As a consequence, evaluating the quality of a search agent has to make sure that it does not evaluate the content of the index. Zero hits for a search might be the

consequence of a genuine gap in the available data which cannot be attributed to the performance of the search agent. Zero hits because of lack of records, vs. failure of query-recognition. If a result is in fact not in the index, this information has its worth even without presenting suggestion on where to look at elsewhere. In this context, it is the consistent handling of similar searches that is the indication that the first filter — recognizing the intent of the users’ search — performs well and that zero or few results are really due to gaps in the index and there is no need to further try very similar searches.
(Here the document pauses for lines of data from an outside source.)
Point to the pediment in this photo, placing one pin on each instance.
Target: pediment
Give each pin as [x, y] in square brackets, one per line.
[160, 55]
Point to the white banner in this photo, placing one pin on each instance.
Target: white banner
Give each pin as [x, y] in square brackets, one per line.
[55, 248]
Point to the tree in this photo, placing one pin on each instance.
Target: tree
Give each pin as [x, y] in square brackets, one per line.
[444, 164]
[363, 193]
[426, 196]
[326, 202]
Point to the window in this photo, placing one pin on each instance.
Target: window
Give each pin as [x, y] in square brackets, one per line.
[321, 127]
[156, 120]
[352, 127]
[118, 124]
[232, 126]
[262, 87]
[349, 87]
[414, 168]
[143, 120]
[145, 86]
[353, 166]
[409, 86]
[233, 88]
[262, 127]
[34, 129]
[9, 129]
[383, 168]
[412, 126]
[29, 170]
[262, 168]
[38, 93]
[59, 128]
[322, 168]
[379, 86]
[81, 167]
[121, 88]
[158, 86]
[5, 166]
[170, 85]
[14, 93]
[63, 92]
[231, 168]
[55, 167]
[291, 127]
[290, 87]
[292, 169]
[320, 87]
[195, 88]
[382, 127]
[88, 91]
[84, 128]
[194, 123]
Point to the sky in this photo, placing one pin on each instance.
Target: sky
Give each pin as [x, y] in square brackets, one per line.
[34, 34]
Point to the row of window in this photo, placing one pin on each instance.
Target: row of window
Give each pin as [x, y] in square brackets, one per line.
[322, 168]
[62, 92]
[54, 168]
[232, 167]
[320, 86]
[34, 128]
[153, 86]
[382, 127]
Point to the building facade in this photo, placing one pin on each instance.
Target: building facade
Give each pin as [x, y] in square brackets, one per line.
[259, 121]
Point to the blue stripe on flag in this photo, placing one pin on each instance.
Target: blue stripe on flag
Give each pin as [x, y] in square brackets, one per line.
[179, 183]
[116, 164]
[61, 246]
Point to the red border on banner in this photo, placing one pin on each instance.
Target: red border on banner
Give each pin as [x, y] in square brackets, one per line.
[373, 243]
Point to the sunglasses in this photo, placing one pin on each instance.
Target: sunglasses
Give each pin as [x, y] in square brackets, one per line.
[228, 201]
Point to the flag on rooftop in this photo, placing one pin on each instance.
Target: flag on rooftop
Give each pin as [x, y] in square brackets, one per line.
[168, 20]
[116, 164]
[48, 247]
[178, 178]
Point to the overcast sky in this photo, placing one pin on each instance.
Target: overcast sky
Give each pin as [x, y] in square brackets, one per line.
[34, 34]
A solution could lie in combining searching and browsing by creating link to re- sults while the user starts to type a query. Such a suggest mode has to be capable of query variation principles — orthographic, morphologic, syntactic, semantic and head/container-related (see Part C) — in order to get the best out of both worlds. Shrowsing, the mixture of searching and browsing, would allow dynamic inspection of the available index data as the user types26.